Cette noblesse, pour parler un langage entendu, ne put suffire à la culture de ses terres. Elle en donna des portions aux serfs, chacun dans sa dépendance, non à condition de service militaire, comme les fiefs, mais à cens et à rente, et à diverses conditions, d’où sont venus les divers droits des terres. Ainsi ce peuple serf, qui n’avoit rien, commença à devenir propriétaire en partie, tandis qu’en partie il continua à ne posséder quoi que ce soit, et de ces deux sortes de serfs dont les uns devinrent propriétaires et les autres ne le furent pas, est composé le peuple ou ce qui a été appelé depuis le tiers état, et comme aujourd’hui se pouvoit distinguer dès lors en bourgeoisie et en simple peuple. Ces baillettes [1], qui furent données d’abord aux meilleurs habitants des villes, s’étendirent aux meilleurs de la campagne. Elles furent bientôt connues sous le nom de roture, à la différence des fiefs ; et leurs possesseurs sous le nom de roturiers [2], à la différence des seigneurs de fief, terme qui n’avoit et n’eut très longtemps que sa signification naturelle, et que l’orgueil a fait depuis prendre en mauvaise part.

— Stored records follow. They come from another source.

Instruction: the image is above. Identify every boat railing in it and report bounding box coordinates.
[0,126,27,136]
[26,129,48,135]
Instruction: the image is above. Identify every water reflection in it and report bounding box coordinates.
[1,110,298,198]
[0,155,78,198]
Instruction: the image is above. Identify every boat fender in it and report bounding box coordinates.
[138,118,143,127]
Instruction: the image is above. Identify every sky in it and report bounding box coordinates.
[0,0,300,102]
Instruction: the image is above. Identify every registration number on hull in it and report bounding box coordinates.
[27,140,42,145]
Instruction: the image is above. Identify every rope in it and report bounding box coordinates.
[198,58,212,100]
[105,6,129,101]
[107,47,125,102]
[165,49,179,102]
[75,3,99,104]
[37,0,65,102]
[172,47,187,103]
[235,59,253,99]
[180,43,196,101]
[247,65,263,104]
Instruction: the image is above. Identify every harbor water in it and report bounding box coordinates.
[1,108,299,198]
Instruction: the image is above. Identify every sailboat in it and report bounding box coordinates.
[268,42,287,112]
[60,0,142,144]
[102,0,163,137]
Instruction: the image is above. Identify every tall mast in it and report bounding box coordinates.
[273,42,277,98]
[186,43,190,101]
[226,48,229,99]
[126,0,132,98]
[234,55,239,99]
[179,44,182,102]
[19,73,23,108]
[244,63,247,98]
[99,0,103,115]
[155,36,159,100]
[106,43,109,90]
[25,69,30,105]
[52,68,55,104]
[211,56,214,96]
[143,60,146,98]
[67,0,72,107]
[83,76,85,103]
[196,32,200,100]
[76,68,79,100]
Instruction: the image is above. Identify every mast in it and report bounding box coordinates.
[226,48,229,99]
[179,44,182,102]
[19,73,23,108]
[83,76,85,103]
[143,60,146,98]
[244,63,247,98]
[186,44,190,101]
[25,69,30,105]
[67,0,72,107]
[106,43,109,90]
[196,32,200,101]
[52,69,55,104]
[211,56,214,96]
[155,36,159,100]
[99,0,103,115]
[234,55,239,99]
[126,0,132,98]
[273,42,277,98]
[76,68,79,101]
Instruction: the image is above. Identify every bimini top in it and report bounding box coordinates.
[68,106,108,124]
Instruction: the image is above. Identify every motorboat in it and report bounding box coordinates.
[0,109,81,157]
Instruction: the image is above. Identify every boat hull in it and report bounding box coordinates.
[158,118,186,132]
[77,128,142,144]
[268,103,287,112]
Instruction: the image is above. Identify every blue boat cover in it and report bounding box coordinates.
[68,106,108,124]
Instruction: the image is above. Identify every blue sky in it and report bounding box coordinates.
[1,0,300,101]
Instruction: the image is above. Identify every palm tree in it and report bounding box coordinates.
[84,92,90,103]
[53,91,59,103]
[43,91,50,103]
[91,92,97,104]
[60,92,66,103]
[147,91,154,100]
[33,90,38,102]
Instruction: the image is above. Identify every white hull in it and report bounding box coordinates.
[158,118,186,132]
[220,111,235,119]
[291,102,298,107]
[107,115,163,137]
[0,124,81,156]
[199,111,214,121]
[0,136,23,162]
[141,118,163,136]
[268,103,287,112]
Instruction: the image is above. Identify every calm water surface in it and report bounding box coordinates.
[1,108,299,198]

L’Église fit aussi ses conquêtes pacifiques ; par la libéralité des rois et des grands seigneurs les évêques et les abbés les devinrent eux-mêmes. Ils eurent des portions de terre fort étendues, ils en donnèrent en fief comme avoient fait les grands seigneurs, et de là sont venus les grands bénéfices que nous voyons encore aujourd’hui, et alors la fidélité et le service militaire qu’ils devoient aux rois et qui leur étoit aussi dû à eux-mêmes par leurs vassaux, leur grand état temporel les fit considérer comme les autres grands seigneurs.

  1. Terres sans importance données à bail.
  2. Le mot roturier vient du latin barbare ruptarius (qui rumpit terram) : il s’appliquait primitivement aux paysans qui étaient condamnés aux travaux corporels ou corvée.